The 2016 anthology of writing on mathematics has been released by Princeton University Press.  I’m happy to say that the article that Katharine Beals and I wrote, which was published in The Atlantic (online) in November, 2015 made it to this selection.  The article (“Explaining Your Math: Unnecessary at Best, Encumbering at Worst“) received many comments–both hostile and supportive. In addition it propagated discussions on various math education blogs–again engendering hostile and supportive comments.

We argued that requiring students to explain their answer to math problems created more problems than it solved and did not offer the path to “understanding” that math reformers seem to think such practice achieves.  We stated that the math itself carries the explanation. It is one thing for a teacher to ask students questions about how they arrived at an answer, but quite another to require students–particularly those in lower grades–to do so in writing.

The introduction to the volume is online if you are interested. I was heartened to see that the editor (Marcea Pitici) was kind enough to also mention me in the same paragraph as e mentioned Jo Boaler and Carol Dweck.  This could be good, this could be bad.

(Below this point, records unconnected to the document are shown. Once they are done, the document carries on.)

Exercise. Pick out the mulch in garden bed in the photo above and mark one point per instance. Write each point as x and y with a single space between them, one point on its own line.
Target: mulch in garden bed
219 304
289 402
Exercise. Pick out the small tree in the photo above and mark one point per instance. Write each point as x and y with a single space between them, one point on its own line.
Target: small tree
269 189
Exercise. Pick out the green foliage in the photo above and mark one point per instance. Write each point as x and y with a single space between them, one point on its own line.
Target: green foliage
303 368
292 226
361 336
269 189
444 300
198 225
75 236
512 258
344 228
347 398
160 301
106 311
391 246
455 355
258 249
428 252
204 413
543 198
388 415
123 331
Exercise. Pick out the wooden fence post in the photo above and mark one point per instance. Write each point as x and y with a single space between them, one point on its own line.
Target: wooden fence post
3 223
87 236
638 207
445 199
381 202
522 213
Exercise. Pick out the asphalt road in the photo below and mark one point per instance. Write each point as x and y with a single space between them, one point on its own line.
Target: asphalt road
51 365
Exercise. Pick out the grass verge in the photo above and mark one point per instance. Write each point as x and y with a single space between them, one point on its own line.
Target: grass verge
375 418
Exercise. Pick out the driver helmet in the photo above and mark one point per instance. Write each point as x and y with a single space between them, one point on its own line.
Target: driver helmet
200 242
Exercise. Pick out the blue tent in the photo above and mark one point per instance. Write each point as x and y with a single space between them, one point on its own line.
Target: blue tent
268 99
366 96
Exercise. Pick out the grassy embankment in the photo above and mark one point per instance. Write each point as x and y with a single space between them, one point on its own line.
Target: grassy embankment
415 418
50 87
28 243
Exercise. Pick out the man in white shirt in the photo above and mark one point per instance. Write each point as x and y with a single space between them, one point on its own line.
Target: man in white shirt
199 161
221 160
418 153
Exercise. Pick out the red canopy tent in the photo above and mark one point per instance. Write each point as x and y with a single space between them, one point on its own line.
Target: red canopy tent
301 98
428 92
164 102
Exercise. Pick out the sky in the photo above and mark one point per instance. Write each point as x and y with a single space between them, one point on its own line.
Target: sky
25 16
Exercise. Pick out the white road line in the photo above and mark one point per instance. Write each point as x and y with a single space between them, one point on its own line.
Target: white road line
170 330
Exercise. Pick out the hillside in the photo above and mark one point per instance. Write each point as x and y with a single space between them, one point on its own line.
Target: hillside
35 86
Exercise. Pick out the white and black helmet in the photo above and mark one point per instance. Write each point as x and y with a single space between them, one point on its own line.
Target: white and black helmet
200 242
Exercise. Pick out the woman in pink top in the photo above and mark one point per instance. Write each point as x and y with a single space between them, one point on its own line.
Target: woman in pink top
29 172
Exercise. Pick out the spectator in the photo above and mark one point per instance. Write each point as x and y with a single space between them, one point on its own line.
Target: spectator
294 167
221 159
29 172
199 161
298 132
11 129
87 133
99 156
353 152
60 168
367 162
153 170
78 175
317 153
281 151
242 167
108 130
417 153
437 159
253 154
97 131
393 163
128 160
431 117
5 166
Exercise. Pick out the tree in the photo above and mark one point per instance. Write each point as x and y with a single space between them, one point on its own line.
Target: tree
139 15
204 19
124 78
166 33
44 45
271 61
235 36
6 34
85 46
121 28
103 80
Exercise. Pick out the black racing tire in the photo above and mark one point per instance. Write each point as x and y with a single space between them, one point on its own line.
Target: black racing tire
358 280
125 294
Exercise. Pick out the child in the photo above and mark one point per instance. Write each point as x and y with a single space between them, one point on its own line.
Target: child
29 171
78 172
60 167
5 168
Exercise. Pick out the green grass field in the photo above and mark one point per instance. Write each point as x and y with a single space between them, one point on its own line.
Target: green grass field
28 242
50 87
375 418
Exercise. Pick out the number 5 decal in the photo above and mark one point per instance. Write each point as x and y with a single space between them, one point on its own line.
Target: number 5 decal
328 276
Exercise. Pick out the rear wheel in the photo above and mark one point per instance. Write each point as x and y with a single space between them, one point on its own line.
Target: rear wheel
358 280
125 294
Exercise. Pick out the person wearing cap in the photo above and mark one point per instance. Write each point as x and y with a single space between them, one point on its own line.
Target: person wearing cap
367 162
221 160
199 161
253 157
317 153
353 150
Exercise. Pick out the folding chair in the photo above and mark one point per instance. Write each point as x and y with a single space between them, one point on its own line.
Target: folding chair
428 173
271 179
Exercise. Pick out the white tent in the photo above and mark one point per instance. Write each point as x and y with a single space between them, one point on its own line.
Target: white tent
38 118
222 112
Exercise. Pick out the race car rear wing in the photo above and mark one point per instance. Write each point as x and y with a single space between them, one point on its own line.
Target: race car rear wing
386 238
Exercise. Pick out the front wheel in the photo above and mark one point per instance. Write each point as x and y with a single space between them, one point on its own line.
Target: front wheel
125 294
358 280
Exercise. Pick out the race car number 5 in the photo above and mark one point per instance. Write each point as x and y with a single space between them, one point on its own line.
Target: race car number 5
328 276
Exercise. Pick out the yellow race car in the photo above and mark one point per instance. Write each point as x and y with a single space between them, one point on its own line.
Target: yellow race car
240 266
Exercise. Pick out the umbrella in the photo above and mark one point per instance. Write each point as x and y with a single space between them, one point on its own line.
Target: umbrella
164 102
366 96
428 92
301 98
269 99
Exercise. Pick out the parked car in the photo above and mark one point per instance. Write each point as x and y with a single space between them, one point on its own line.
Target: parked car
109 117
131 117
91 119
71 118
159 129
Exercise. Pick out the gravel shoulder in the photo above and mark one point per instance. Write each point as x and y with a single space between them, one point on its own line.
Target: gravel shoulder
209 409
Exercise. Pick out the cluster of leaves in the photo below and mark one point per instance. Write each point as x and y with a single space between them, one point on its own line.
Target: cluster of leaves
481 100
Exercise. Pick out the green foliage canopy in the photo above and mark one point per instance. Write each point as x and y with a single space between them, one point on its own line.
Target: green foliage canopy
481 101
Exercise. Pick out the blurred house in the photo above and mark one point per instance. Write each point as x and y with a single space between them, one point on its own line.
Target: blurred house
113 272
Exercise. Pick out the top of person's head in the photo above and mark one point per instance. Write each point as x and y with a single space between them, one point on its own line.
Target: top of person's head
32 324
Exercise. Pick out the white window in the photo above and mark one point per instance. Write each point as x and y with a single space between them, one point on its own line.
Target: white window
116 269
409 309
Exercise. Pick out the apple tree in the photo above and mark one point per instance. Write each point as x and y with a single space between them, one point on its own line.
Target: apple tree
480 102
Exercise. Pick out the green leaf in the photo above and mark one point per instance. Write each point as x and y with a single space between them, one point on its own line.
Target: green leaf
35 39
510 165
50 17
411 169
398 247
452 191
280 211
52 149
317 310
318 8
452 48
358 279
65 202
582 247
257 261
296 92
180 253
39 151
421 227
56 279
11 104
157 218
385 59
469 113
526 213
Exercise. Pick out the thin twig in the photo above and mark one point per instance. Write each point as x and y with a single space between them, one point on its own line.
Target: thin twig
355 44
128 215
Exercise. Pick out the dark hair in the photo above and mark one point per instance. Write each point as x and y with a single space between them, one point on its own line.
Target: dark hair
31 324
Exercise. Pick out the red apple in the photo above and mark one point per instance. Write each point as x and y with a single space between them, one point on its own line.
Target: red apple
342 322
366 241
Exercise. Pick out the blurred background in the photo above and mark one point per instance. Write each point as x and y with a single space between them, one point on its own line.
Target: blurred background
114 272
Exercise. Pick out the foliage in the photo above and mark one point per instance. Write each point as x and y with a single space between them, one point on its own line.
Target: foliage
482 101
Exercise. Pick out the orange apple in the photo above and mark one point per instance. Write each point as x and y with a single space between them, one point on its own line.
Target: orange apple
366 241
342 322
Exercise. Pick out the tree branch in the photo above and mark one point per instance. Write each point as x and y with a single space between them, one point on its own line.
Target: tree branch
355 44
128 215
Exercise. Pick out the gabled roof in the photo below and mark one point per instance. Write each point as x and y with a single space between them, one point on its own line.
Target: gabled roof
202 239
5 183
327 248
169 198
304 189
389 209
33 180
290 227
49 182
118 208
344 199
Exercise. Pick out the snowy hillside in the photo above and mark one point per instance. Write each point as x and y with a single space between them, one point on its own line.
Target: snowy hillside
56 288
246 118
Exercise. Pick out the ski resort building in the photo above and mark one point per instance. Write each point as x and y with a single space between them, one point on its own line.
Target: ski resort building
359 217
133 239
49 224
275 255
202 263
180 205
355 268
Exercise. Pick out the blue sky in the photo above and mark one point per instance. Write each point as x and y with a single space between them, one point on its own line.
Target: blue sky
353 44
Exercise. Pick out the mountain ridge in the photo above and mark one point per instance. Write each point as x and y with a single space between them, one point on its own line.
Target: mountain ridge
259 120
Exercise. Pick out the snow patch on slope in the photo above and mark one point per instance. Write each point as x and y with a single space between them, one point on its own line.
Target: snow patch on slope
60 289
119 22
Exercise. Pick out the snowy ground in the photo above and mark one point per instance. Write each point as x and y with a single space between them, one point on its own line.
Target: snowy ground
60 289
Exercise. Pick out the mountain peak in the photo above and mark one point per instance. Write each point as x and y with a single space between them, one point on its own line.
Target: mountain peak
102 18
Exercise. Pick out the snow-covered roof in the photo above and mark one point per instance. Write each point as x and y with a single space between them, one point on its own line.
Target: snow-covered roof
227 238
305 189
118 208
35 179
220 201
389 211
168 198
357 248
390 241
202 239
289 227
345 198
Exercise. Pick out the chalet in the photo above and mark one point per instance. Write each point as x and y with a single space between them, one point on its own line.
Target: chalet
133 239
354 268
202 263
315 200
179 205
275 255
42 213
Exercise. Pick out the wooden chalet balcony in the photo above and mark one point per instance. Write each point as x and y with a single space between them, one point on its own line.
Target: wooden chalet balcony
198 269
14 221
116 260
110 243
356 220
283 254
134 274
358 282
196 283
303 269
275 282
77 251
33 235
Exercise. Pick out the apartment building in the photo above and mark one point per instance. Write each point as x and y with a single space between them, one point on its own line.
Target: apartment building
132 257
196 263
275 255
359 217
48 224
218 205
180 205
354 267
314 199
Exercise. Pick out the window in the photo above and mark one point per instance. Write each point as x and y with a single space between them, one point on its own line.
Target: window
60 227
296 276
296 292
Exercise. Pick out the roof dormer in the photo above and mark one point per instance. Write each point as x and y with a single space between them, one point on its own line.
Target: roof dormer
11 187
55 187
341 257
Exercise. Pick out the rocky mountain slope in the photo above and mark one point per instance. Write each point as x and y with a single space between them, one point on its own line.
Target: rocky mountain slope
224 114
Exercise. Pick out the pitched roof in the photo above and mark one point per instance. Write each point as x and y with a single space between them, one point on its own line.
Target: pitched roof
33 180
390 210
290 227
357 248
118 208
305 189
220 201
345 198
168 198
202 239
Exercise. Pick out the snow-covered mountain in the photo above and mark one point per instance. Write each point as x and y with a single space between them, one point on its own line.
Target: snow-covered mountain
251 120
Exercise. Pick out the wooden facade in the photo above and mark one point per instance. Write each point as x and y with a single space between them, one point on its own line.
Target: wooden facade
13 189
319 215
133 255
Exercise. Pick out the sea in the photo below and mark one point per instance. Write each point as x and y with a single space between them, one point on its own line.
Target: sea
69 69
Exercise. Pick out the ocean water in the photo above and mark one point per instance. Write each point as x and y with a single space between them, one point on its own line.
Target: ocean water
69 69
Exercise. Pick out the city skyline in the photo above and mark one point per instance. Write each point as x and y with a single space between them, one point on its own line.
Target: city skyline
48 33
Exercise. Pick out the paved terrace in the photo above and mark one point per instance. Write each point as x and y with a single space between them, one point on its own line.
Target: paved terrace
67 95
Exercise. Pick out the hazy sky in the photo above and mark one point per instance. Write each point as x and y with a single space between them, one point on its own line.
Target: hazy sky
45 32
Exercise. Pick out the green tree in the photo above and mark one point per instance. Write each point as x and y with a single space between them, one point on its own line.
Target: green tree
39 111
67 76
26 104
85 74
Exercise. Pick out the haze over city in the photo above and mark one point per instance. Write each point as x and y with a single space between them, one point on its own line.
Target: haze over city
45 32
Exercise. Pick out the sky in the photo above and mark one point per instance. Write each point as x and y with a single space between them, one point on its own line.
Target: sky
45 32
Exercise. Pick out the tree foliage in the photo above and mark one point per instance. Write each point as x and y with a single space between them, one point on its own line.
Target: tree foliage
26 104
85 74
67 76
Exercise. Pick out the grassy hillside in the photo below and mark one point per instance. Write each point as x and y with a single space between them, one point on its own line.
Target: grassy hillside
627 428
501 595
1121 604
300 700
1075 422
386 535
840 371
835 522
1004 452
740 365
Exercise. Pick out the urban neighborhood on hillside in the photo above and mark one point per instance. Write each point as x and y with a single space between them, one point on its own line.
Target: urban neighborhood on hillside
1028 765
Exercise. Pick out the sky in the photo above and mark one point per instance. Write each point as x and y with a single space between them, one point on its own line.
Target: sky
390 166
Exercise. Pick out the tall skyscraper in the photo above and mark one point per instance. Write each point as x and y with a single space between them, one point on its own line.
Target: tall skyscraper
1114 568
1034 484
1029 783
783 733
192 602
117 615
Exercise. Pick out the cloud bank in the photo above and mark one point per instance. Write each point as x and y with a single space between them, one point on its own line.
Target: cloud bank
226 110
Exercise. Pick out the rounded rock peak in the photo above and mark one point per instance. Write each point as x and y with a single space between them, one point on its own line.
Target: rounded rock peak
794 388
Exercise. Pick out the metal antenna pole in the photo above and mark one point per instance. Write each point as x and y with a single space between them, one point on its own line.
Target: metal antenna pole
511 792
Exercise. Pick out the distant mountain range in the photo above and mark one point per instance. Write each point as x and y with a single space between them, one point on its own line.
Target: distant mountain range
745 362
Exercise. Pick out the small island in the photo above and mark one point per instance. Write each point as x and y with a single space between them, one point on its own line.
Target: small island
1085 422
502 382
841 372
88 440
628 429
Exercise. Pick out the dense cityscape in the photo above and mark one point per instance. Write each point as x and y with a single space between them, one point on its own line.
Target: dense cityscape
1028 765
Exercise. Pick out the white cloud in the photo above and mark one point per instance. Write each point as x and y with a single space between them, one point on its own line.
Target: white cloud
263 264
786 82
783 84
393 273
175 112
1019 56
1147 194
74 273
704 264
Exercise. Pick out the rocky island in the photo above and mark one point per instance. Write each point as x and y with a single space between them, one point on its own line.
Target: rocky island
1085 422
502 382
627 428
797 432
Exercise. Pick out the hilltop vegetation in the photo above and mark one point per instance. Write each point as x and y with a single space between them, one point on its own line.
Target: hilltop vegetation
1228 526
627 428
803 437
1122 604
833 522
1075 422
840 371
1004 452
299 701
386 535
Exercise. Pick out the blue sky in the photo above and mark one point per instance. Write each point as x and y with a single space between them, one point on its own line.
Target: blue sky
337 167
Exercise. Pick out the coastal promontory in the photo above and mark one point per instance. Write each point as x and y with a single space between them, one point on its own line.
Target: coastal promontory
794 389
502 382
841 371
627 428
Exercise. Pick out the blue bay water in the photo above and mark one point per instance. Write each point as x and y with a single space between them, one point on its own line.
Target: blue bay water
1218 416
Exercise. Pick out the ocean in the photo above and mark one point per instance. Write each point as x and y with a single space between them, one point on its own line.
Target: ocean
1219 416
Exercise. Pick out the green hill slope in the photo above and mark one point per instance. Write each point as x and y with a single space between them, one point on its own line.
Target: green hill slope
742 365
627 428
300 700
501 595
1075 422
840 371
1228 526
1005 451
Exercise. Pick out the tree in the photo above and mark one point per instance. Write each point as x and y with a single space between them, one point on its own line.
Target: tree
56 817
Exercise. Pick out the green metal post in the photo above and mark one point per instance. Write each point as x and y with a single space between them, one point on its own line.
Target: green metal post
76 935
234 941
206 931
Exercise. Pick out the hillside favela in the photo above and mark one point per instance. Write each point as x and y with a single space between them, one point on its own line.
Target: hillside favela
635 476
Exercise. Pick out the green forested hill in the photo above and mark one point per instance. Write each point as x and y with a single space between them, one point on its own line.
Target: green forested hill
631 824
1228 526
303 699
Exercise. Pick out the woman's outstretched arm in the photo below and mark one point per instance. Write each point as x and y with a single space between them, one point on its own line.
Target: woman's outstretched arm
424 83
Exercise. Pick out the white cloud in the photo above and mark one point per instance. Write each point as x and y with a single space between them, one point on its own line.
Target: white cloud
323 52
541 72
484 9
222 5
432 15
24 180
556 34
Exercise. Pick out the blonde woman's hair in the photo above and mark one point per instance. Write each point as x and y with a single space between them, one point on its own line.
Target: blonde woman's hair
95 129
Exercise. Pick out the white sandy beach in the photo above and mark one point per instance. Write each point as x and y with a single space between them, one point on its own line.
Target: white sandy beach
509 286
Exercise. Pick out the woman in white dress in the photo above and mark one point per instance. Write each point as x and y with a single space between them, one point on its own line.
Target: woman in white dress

“A great number of books on mathematics education are published every year; it is not feasible for me to mention all that literature. Here are a few recent titles that came to my attention: Confessions of a 21st Century Math Teacher and Math Education in the U.S. by our contributor Barry Garelick, What’s Math Got to Do with It? by Jo Boaler, Mathematical Mindsets by Jo Boaler and Carol Dweck, More Lessons Learned from Research edited by Edward Silver and Patricia Ann Kenney, Assessment to Enhance Teaching and Learning edited by Christine Suurtamm, How to Make Data Work by Jenny Grant Rankin, and the refreshingly iconoclastic Burn Math Class by Jason Wilkes.”